Around the same time, I decided to try to learn all of Mishnah, i.e. all six sedarim, which consist of 63 massechtot. This might seem unrealistic, but I think I’ll finish in about a year, even though some of the material is boring and other parts I can’t understand for a while because the Mishnah uses measurements and currency that I have no way to understand (for instance, a Perutah is equal to ½ a barleycorn. What is a barleycorn, anyway, and how small is this compared to other coins?).

 Sometimes I think that I’m going too fast, but I have the rest of my life to learn and I want to make this year count. Mostly before this I read Midrash or asked my father to tell me stories from the Gemara, and this is really the first learning I’ve done on my own and entirely on my own because I want to be myself.

When I read a Mishnah, I read it in Hebrew, then English, and then I read the commentary, because this gives me the reasons I so badly need to understand why. Why Jews aren’t required to recompense Gentiles for the loss of their property although Gentiles are required to compensate Jews. Why a Cohen’s daughter who is seduced or raped is burned rather than strangled. Why we try so hard to acquit murderers. If the commentary can’t answer my questions, then I try to understand by myself, by asking myself why I would rule this way, or if the reverence the nation shows its king is essential to its survival, or if being acquitted by the Sanhedrin would change a person’s view of the mitzvot and life in general. By placing myself in the mind of one of the people involved in the case, I feel I can understand it better.

The basic structure of the Mishnah (in ascending order) is: mishna-perek-massechet-Seder-Mishnah.

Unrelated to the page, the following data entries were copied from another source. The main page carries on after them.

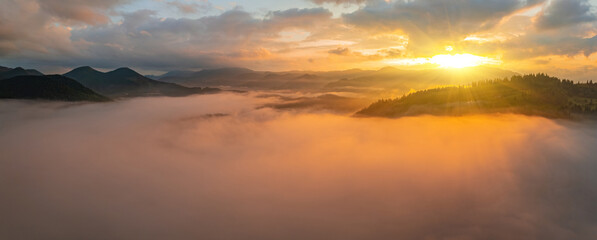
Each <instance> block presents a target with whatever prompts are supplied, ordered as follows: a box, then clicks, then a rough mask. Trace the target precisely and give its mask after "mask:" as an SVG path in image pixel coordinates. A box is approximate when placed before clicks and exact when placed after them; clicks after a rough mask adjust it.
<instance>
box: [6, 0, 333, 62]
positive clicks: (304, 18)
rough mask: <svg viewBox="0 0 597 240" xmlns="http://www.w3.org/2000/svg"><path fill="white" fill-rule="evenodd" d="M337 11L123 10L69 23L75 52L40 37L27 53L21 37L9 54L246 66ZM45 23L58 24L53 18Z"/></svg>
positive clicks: (269, 55) (320, 23) (7, 41)
mask: <svg viewBox="0 0 597 240" xmlns="http://www.w3.org/2000/svg"><path fill="white" fill-rule="evenodd" d="M331 16H332V14H331V13H330V12H329V11H328V10H325V9H323V8H313V9H289V10H284V11H273V12H270V13H268V14H267V16H266V17H264V18H257V17H254V16H253V15H252V14H250V13H248V12H246V11H243V10H240V9H235V10H231V11H227V12H224V13H222V14H220V15H215V16H207V17H201V18H161V17H159V16H158V13H157V12H155V11H151V10H140V11H136V12H129V13H122V15H121V17H122V21H120V22H115V23H109V24H104V25H98V26H87V27H85V28H77V29H72V30H66V29H67V28H66V27H65V28H64V29H65V31H64V32H62V35H60V36H61V37H62V39H61V41H60V42H61V43H62V44H61V47H63V48H66V49H68V50H69V51H70V52H69V53H68V54H48V51H47V50H45V49H47V48H48V47H50V46H51V44H47V43H46V42H43V41H39V42H37V39H36V44H39V46H40V48H43V49H42V50H39V51H34V52H32V53H30V54H27V55H26V56H27V57H25V56H23V55H25V53H27V52H28V50H30V49H29V48H28V46H24V45H23V44H19V43H17V42H19V41H22V39H20V38H19V37H15V38H14V39H12V40H8V41H7V46H8V47H10V46H11V45H14V44H18V45H17V46H15V47H14V49H13V51H11V52H7V53H5V54H6V55H8V54H11V55H15V56H17V57H16V58H19V59H23V58H25V59H26V61H31V62H28V63H29V64H32V63H33V64H36V65H58V66H70V67H75V66H78V65H81V64H84V65H93V66H96V67H106V68H113V67H118V66H136V67H143V68H154V69H156V68H157V69H173V68H174V69H181V68H212V67H221V66H240V65H242V64H243V62H242V61H247V62H251V61H252V60H258V59H266V57H268V56H272V52H273V51H272V50H270V49H269V48H273V49H276V48H282V47H284V46H282V45H280V43H276V39H278V38H279V37H280V35H279V33H280V32H281V31H284V30H287V29H290V30H291V29H311V28H314V27H317V26H316V24H322V23H325V22H326V21H329V20H330V18H331ZM40 22H41V23H42V24H47V25H48V26H50V27H51V26H53V25H52V23H51V22H47V21H44V20H42V21H40ZM10 29H16V27H14V26H11V27H10ZM26 33H28V31H27V32H26ZM48 35H50V34H48ZM39 37H41V36H39ZM17 40H18V41H17ZM1 46H2V45H0V47H1ZM29 58H30V59H29ZM278 62H280V61H278ZM251 63H253V62H251Z"/></svg>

That I am the only one of my friends who learns for a hobby doesn’t bother me so much, although I have attempted on numerous occasions to involve them in my learning. When I ask, I get answers such as: “I wouldn’t be any help to you; I can’t learn” from my classmates which is perfectly ridiculous, since we learn Mishnah in school, or “No, thanks. I don’t learn Mishnah” from people who aren’t in my school. I think I learn a lot from my Mishnah learning, and not all of it is about Halachah. By attempting to understand the whys of the Mishnah, I think I learn more about the nature of human beings and the concept of “How do you know your blood is redder?” I also think I’ve learned about loyalty, good, understanding Hashem, and life in general. I think my learning has made me a better person and hope to start a Mishnah class because I also feel that would be helpful in my number-one Bat Mitzvah goal: to get to know myself.

As for my Bat Mitzvah siyyum in June, it’s basically going to be dinner, after which I’ll teach some of my favorite mishnas and the last mishna in  Seder Nezikin, and then recite the Hadran which is a form of kaddish generally said at a burial or siyyum. Its main idea is that “we will come back”.